Vero cells were infected at an MOI 10 PFU/cell with strain KOS and were either uninhibited or treated with 2.5 μM PCNA-I1 one hour before and during infection. EdC was incorporated into replicating viral DNA between 4–6 hpi and cells were fixed at 6 hpi. EdC labeled DNA was covalently attached to Alexa Fluor 488 (green) and A) Rad50 (GeneTex 13B3) or B) Mre11 (GeneTex 12D7) were detected by immunofluorescence (red). Scale bars, 10 μM. All images were taken using the same laser intensities. Traces were generated using the RGB profiler plugin in ImageJ and correspond to the white line drawn on the red/green merge (Merge (RG)) panel.
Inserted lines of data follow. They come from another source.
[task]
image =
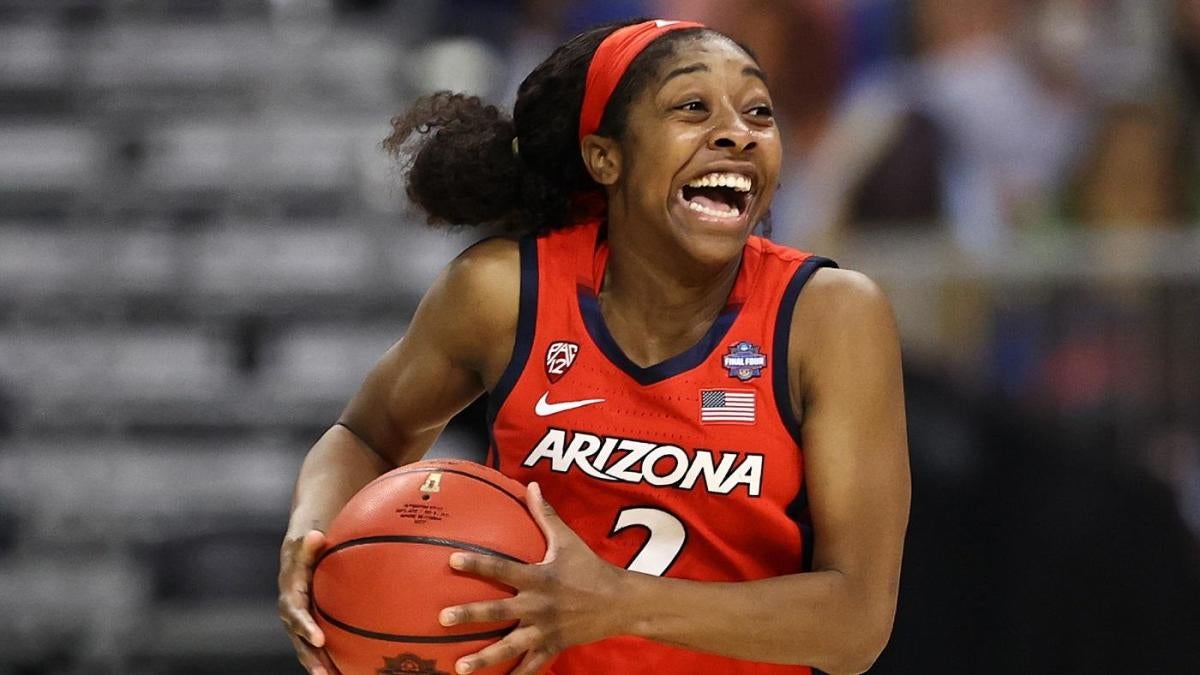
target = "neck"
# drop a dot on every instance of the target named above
(658, 305)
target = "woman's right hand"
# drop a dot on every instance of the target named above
(297, 559)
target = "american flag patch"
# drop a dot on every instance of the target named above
(725, 405)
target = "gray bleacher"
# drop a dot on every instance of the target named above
(202, 252)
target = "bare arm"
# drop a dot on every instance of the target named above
(459, 341)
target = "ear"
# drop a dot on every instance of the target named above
(601, 156)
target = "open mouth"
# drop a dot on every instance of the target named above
(718, 195)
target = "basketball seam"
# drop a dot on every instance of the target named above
(415, 539)
(414, 639)
(467, 473)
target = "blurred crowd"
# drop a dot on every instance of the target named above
(978, 123)
(976, 115)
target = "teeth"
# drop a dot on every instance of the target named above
(735, 180)
(714, 213)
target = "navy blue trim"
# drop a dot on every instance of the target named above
(683, 362)
(783, 336)
(527, 321)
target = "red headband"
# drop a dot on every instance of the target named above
(611, 61)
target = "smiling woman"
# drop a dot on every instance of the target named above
(718, 419)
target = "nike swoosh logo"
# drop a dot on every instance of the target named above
(545, 407)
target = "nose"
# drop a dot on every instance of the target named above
(732, 132)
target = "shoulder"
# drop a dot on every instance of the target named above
(840, 320)
(485, 263)
(834, 294)
(473, 305)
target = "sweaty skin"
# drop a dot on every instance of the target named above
(678, 268)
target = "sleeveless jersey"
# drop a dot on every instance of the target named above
(688, 469)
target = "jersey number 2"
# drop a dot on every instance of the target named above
(664, 544)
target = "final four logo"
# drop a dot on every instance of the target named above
(744, 360)
(559, 357)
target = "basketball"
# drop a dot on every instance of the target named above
(378, 586)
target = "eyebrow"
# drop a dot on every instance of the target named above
(685, 70)
(749, 71)
(755, 72)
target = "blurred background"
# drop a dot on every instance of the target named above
(203, 250)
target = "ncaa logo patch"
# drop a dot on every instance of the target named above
(744, 360)
(559, 358)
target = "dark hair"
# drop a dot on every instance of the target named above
(462, 167)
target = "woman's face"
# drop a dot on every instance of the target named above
(701, 151)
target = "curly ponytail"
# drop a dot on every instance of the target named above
(465, 173)
(465, 169)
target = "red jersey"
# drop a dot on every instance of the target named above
(688, 469)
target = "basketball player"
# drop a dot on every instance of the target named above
(717, 419)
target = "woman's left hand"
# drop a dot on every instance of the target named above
(569, 598)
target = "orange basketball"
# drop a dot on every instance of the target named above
(378, 586)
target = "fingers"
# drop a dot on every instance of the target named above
(295, 616)
(546, 518)
(295, 578)
(313, 659)
(533, 662)
(511, 646)
(504, 571)
(480, 613)
(310, 548)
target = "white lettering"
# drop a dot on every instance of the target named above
(606, 458)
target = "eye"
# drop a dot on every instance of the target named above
(762, 111)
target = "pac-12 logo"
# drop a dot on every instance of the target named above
(559, 357)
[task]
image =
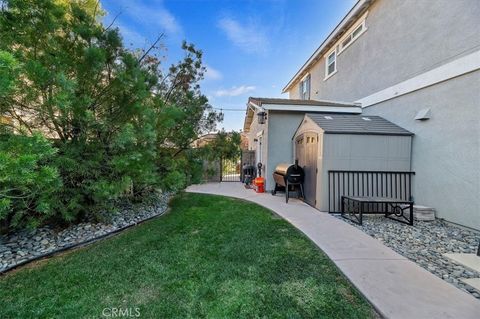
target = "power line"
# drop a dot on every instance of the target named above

Consistently, we found that Mre11 was also recruited to viral DNA with a greater relative abundance during PCNA-I1 inhibition compared to an uninhibited control (Figs 10B and S1B). Mre11 RGB trace files indicate generalized staining of nuclei in uninhibited groups. PCNA-I1 inhibition resulted in more consistent overlap between viral DNA and Mre11 as indicated by RGB trace files. These data confirm that PCNA-I1 inhibition results in increased recruitment of MRN complex members to replicated viral DNA.
Discussion
In this study, we demonstrate that PCNA inhibitors PCNA-I1 and T2AA inhibit HSV-1 infection. In a previous study, we demonstrated that PCNA associates with HSV-1 replication forks in a replication-dependent manner [21] and others have shown that PCNA knockdown results in reduced viral infection [36]. Here, we present novel observations that PCNA-I1 treatment results in a distinct block in UL30 recruitment to viral DNA and decreased HSV-1 DNA replication and replication-coupled processes. On the other hand, T2AA treatment blocks recruitment of base excision repair and transcription factors to viral DNA and results in reduced late gene expression and infectious virus production. These data indicate that PCNA is not only present at viral replication forks, but also provide insight into the functions of PCNA during viral DNA replication and coupled processes. Taken together, this study reveals new insight into the mechanism of HSV-1 DNA replication in vivo and the potential to target PCNA or viral or cellular factors that are recruited to viral DNA by PCNA for antiviral treatment. This study also highlights the use of viral aniPOND to compare protein recruitment to viral DNA during chemical inhibition of viral processes to provide mechanistic understanding of inhibitor function in vivo.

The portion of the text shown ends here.